5.3 What is evident from reading the contents of the decision is that if initiation of action is based on an unsatisfactory work, gross negligence or indiscipline, it tantamounts to being stigmatic and unless and until a full scale departmental inquiry is held, irrespective of whether the employee is a regular employee or a contractual employee, the result has to be the same. It has to be noted that before the Division Bench it was the stand of the State that an employee who is appointed on contractual basis need not be terminated after holding a full fledged inquiry. It was in the background of this objection of the government that the Division Bench held thus.

“11. From the overall material on record and in consideration of aforesaid observations, we see no distinguishable material to take a different view or deviate from the same. Since almost in similar issue, the proposition is to the effect that whenever any charge is levelled and action is found to be stigmatic, a full-scale departmental inquiry deserves to be undertaken irrespective of whether the delinquent was a regular employee or contractual employee on a fixed salary. As a result of this, we are of the considered opinion that since undisputedly by a brief procedure, an action is initiated against the respondents herein while dismissing their services, said action itself is found to be not on the touchstone of aforesaid proposition of law. As a result of this, no error is committed by the learned Single Judge. Having perused these material, we are not satisfied with the submissions made by learned counsel for the appellants in both these appeals.”

6. Having considered the decisions and the question of law that the courts have decided, there is no reason therefore not to agree with the submissions of Mr. Mehta, learned Senior Counsel inasmuch as the order that has been passed terminating the services of the petitioner could not have been so passed on the allegation of misconduct without holding full scale inquiry as laid down by the decisions referred to hereinabove.

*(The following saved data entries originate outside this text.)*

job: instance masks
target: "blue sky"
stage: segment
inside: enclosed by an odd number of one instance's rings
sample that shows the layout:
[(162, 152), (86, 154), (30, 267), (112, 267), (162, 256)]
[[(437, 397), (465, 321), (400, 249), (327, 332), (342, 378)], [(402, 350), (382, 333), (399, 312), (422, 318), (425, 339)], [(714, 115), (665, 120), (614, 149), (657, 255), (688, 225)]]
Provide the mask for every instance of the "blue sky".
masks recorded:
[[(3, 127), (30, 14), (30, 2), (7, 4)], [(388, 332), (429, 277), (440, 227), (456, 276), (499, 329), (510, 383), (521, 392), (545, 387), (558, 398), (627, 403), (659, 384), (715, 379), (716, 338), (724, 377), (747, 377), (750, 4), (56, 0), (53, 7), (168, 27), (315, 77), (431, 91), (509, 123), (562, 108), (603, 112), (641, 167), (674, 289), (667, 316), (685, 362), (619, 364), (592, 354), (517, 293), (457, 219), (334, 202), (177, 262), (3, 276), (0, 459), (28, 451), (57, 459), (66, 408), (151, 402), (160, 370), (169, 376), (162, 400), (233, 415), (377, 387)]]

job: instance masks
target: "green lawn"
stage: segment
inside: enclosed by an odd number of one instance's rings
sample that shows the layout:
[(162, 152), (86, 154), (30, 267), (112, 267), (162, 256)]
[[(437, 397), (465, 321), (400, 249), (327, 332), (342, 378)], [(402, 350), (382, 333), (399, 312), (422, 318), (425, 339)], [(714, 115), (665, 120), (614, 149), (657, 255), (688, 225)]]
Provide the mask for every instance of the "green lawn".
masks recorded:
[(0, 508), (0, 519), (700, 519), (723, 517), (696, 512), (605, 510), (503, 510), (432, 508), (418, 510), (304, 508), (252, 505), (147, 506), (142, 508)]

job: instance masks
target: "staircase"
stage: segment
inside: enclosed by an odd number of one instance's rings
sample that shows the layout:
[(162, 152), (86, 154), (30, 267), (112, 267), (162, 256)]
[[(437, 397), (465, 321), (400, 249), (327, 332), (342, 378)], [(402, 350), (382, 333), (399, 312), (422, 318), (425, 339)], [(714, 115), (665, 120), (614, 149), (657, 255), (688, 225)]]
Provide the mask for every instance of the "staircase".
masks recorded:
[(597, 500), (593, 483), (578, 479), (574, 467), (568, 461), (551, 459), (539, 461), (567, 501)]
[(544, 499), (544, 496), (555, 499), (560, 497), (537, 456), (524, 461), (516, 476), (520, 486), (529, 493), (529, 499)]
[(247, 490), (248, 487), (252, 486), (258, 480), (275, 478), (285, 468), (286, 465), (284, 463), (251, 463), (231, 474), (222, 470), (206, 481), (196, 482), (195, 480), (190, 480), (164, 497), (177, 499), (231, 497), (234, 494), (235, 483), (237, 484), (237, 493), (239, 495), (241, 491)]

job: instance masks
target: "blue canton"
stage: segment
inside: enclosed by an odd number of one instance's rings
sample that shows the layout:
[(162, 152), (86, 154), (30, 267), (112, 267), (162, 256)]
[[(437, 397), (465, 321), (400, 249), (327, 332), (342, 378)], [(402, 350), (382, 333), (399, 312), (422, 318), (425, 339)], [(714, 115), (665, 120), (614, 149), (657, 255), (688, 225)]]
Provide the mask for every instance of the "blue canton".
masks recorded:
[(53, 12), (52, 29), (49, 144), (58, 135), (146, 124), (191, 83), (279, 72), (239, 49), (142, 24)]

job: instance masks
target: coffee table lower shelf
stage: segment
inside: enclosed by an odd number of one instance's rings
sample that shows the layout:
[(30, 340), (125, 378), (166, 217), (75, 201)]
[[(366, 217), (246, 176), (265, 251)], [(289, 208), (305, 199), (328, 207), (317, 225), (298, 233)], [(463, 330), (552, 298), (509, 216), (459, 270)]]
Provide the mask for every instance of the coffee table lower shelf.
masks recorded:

7. Accordingly, the orders impugned are quashed and set aside. The petitioner’s appointment was for a tenure of 5 years from 10.12.2013. The tenure of service would have been up to 10.12.2018. His services were put to an end approximately 31/2 months before the tenure ended. Accordingly, while quashing the orders impugned, the respondents are directed to reinstate the petitioner for the remaining term of his contractual appointment for which he could not discharge his duties as Tax Inspector. In other words, since the order of termination is set aside, the respondents are directed to take back the petitioner in service for the remaining period on his original post with continuity of service for the interregnum as well as consequential benefits as if the order of termination was not passed. Reinstatement of the petitioner shall be up to the original tenure of engagement as per the order of appointment. The monetary benefits shall be paid to the petitioner within a period of eight weeks. The respondents are however not precluded from proceeding against the petitioner in accordance with law. Petition is accordingly allowed. Rule is made absolute. No costs.

7. Accordingly the order dated 14.09.2020 is quashed and set aside. The petitioner is directed to be reinstated on his original post. The petitioner shall continue to be on probation for a period of one year from the date of his reinstatement. The order of reinstatement shall be without consequential benefits. Notional pay may be fixed as if the petitioner was continued in service and as if the initial order dated 29.07.2015 and also the order dated 14.09.2020 was also not passed. However, it is clarified that in the event the respondents contemplating terminating services of the petitioner, the same shall be done only in accordance with law after holding an appropriate inquiry.

8. The petition is accordingly allowed.